Chemistry Department, Faculty of Science, Yazd University, Yazd, Iran.
J Hazard Mater. 2011 Dec 15;197:176-82. doi: 10.1016/j.jhazmat.2011.09.073. Epub 2011 Sep 22.
A dispersive liquid-liquid microextraction based on solidification of floating organic drop (DLLME-SFO) and artificial neural networks method was developed for the simultaneous separation/preconcentration and speciation of iron in water samples.

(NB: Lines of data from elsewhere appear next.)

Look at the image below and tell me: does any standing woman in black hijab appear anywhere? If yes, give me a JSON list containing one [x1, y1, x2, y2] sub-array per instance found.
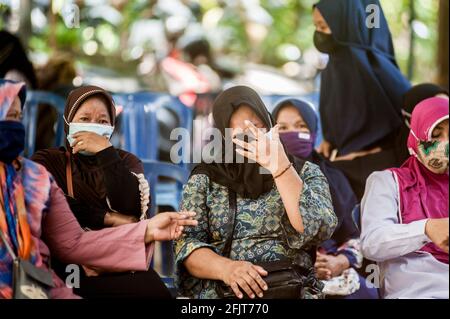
[[313, 0, 410, 199], [175, 86, 337, 298]]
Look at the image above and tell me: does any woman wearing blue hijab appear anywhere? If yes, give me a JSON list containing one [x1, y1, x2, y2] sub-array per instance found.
[[314, 0, 410, 198]]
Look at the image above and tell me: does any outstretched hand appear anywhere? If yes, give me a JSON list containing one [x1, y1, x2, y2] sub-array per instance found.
[[145, 212, 198, 243]]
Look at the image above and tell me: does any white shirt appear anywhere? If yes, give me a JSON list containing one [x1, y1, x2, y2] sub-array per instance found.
[[361, 171, 449, 299]]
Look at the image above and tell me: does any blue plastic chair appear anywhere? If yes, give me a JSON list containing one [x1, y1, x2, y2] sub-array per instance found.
[[142, 160, 189, 278], [133, 92, 193, 168], [142, 159, 189, 217], [113, 94, 158, 160], [23, 91, 65, 157]]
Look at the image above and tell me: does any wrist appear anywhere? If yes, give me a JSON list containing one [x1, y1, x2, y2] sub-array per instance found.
[[219, 257, 234, 283], [272, 160, 293, 179], [145, 220, 155, 244]]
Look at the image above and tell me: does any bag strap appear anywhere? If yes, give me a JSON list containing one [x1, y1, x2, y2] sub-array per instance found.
[[66, 152, 74, 198], [222, 188, 237, 258], [0, 229, 17, 260]]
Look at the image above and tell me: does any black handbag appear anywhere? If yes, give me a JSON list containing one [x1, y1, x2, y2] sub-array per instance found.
[[216, 189, 315, 299], [0, 230, 53, 299]]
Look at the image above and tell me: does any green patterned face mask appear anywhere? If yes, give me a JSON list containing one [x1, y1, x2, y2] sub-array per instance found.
[[417, 141, 449, 174]]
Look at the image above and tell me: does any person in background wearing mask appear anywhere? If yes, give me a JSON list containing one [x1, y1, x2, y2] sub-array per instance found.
[[361, 97, 449, 299], [0, 80, 197, 299], [396, 83, 448, 163], [313, 0, 410, 200], [32, 86, 186, 298], [272, 99, 378, 299]]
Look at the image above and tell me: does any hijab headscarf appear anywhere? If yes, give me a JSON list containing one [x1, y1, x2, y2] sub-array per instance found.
[[192, 86, 300, 199], [396, 83, 448, 165], [272, 99, 359, 245], [315, 0, 410, 155], [390, 98, 449, 264]]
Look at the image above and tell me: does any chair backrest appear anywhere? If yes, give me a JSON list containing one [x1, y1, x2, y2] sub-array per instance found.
[[23, 91, 65, 157], [113, 94, 158, 160], [142, 159, 189, 217], [134, 92, 193, 167], [352, 204, 361, 233]]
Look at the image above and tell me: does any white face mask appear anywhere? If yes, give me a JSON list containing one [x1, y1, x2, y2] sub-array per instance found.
[[67, 123, 114, 156]]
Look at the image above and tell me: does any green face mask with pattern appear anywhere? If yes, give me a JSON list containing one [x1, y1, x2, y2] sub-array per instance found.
[[417, 141, 449, 174]]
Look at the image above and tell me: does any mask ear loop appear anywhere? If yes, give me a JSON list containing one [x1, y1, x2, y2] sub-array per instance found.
[[408, 129, 420, 157], [402, 109, 412, 129]]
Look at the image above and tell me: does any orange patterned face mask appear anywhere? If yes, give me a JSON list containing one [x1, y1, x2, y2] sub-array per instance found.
[[417, 141, 449, 174], [0, 162, 33, 260]]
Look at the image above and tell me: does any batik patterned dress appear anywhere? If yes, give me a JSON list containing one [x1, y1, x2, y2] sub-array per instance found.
[[175, 162, 337, 298]]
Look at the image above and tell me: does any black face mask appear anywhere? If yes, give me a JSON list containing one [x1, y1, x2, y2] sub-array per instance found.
[[0, 121, 25, 164], [314, 31, 338, 54]]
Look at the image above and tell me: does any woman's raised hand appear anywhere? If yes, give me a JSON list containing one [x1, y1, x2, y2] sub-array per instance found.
[[145, 212, 198, 243], [222, 260, 269, 299], [233, 121, 289, 175]]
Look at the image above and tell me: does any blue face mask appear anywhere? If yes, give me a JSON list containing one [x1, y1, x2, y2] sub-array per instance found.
[[67, 123, 114, 156], [0, 121, 25, 164]]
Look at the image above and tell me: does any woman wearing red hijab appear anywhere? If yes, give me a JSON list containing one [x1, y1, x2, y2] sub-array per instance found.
[[361, 97, 449, 299]]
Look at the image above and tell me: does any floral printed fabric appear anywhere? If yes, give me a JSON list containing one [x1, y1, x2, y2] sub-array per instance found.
[[175, 162, 337, 298]]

In this method, an appropriate mixture of ethanol (as the disperser solvent) and 1-undecanol (as the extracting solvent) containing appropriate amount of 2-thenoyltrifluoroacetone (TTA) (as the complexing agent) was injected rapidly into the water sample containing iron (II) and iron (III) species. At this step, the iron species interacted with the TTA and extracted into the 1-undecanol. After the phase separation, the absorbance of the extracted irons was measured in the wavelength region of 450-600 nm. The artificial neural networks were then applied for simultaneous determination of individual iron species. Under optimum conditions, the calibration graphs were linear in the range of 95-1070 μg L(-1) and 31-350 μg L(-1) with detection limits of 25 and 8 μg L(-1) for iron (II) and iron (III), respectively. The relative standard deviations (R.S.D., n=6) were lower than 4.2%. The enhancement factor of 162 and 125 were obtained for Fe(3+) and Fe(2+) ions, respectively. The procedure was applied to power plant drum water and several potable water samples; and accuracy was assessed through the recovery experiments and independent analysis by graphite furnace atomic absorption spectrometry.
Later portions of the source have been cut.